Nevertheless, the military was not to have everything its way. On 16 August Corporal Miguel Dardo Juárez is shot dead in a gun battle that took place in Las Mesadas, with six guerrillas reportedly killed in that action. On 28 August, a bomb was planted at the Tucumán air base airstrip by Montoneros in support of their comrades in the ERP. The blast destroyed an Air Force C-130 transport carrying 114 anti-guerrilla Gendarmerie commandos heading for home leave, killing six and wounding 29. The following day saw the derailment of a train carrying troops back from the guerrilla front about 64 kilometers south of the city of Tucumán, this time without any casualties. Most of the Compañía de Monte's general staff were killed in a special forces raid in October, but the guerrilla units continued to fight.
On 5 September an army platoon operating outside Potrero Negro fell into an ERP ambush and the officer in charge, Second Lieutenant Rodolfo Berdina was mortally wounded and Private Ismael Maldonado was killed at the very start of the firefight.
On 7 October, four soldiers of the Argentine Army were reported killed after coming under heavy fire from part of a 30-strong ERP force that had take up advantageous positions on a height overlooking the Los Sosa River.
On the night of 8/9 October further fighting takes place near Los Sosa River as the rural guerrillas attempt to escape encirclement with the 28th Mountain Infantry Regiment reporting the loss of another soldier in the night action. In all the 5th Brigade reports the loss of five men in this action that later became known as the Combate de Los Quinchos
On 10 October, a UH-1H helicopter piloted by Second Lieutenant Oscar Delfino was hit by small arms fire during an offensive reconnaissance mission near Acheral, killing its door gunner, Corporal José Anselmo Ramírez and wounding Captain Armando Valiente. After an emergency landing, other helicopters carried out rocket attacks on the reedbed. A total of 13 guerrillas were reported killed in the ensuing firefight.

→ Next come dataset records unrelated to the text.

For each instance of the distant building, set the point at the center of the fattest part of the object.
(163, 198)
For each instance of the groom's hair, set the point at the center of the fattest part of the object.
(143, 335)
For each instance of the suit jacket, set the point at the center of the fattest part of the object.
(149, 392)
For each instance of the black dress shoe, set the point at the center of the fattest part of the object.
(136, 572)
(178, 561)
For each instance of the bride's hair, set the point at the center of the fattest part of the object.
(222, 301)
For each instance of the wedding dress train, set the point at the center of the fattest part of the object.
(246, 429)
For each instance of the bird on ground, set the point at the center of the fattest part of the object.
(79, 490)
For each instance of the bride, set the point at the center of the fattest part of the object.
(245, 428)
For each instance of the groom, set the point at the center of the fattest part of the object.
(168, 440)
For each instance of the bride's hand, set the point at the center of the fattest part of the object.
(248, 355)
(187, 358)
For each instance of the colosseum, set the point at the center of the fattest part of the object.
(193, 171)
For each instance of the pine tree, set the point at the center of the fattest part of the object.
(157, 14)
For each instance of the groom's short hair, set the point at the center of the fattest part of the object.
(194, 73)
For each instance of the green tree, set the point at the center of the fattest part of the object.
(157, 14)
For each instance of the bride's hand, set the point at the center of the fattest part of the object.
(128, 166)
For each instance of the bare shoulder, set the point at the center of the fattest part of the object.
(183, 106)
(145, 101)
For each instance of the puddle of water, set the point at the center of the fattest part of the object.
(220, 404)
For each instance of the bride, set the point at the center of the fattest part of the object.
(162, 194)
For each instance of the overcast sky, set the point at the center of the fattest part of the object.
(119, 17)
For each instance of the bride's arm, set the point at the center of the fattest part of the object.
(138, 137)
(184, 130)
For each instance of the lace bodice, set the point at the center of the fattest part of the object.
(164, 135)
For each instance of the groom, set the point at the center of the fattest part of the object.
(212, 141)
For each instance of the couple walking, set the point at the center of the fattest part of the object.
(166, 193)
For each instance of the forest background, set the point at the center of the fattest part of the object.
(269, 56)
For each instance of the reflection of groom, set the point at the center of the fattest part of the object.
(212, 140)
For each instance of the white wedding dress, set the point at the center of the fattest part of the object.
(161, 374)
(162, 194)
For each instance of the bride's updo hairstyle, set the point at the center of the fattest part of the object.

On 24 October, during another clash that took place with ERP guerrillas on the banks of Fronterista River, Second Lieutenant Diego Barceló and Privates Orlando Moya and Carlos Vizcarra from the 5th Brigade were killed.
On 8 November 1975 there was a further engagement near Fronterita Stream in which the 5th Brigade suffered another two killed, Corporal Wilfredo Napoleón Méndez and Private Benito Oscar Pérez.
On 18 December, Acdel Vilas was relieved of his post and Antonio Domingo Bussi assumed command of the operations. Shortly afterwards, Bussi told Vilas over the phone: "Vilas, you have left me nothing to do."
On 29 December, Bussi launched Operation La Madrid I, the first of a series of four major search-and-destroy operations.